Taylor Swift‘s Eras Tour may have concluded on Sunday night in Vancouver, but the 21-month tour has already cemented its place in history. With $2 billion in ticket sales, the Eras Tour is now the most financially successful tour of any and all eras.
Swift closed out the discography-spanning tour with a three-night run in Vancouver, Canada, marking her 149th and final performance of her three-hour-plus setlist in front of a screaming crowd. The New York Times reported and Vanity Fair has confirmed that the singer took in an eye-popping $2,077,618,725 in ticket sales from the run, the first time a dollar amount for the tour has ever been released.
That’s not just breaking the record for the highest ticket sales for a tour, it’s blowing it out of the water. For context, in late August, Billboard reported that Coldplay had nabbed the top spot on the all-time list, racking up $1 billion in ticket sales over two-and-a-half years and 156 dates of their Music of the Spheres World Tour. Swift more than doubled that figure with fewer shows and a shorter timespan. P!nk’s 128 dates over the last year and a half, according to the outlet, commanded nearly $700 million in sales.

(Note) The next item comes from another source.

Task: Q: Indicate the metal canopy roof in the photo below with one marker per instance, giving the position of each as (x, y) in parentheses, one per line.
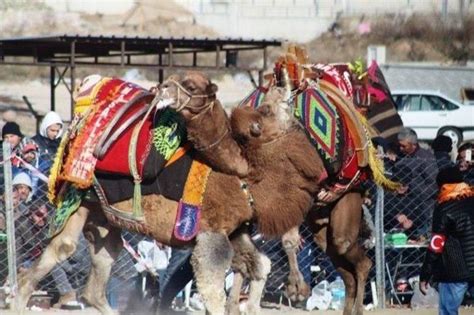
(78, 50)
(72, 51)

Swift has been generous with her earnings, too, doling out some $55 million in bonuses to tour employees when closing out the U.S. leg of the tour, a number that has now risen to $197 billion in bonuses for crew overall over the course of the tour, People reported and VF confirmed. She’s shared the wealth, literally, with her dancers, truck drivers, physical therapists, and everyone in between as a thank you on top of their salaries.
Of course, it’s no secret that the tour has been successful: Swift is the first billionaire to have earned the financial status solely based on her performances and recordings, and the Eras Tour has been impactful enough to shift demand for flights to Europe during her stint there, and for the Federal Reserve to publish a study based on the tour stops’ impact on local economies. She also contributed $5 million to a local food bank to help with Hurricane Milton and Helene relief, as well as donations to area philanthropies along her tour’s path over the past two years.
Swift’s touring company released other impressive numbers from the tour’s run: 10,168,008 people attended the shows, with an average ticket price of $204. That’s as if all of New York City’s residents went to a show, and two million of them brought an out-of-town bestie. That’s like if everyone in Los Angeles attended twice, and half of them decided to go for a third time.
The most-attended show of the tour was February 16, 2024, in Melbourne, Australia, with 96,006 Swifties packing the stadium. Beyond the official ticket sales, Swift also raked in tour proceeds on merchandise sales, and various resellers lined their pockets with markups on the sought-after tickets throughout the tour. Swift also released a new album, The Tortured Poets Department in April, while on tour, the extended Anthology edition of which was released on physical media for the first time on November 30 and has popped the title back to the top of the sales charts. That’s not even to mention the latest additions to her re-recording project, Speak Now (Taylor’s Version) and 1989 (Taylor’s Version), both of which she announced and released while on the tour.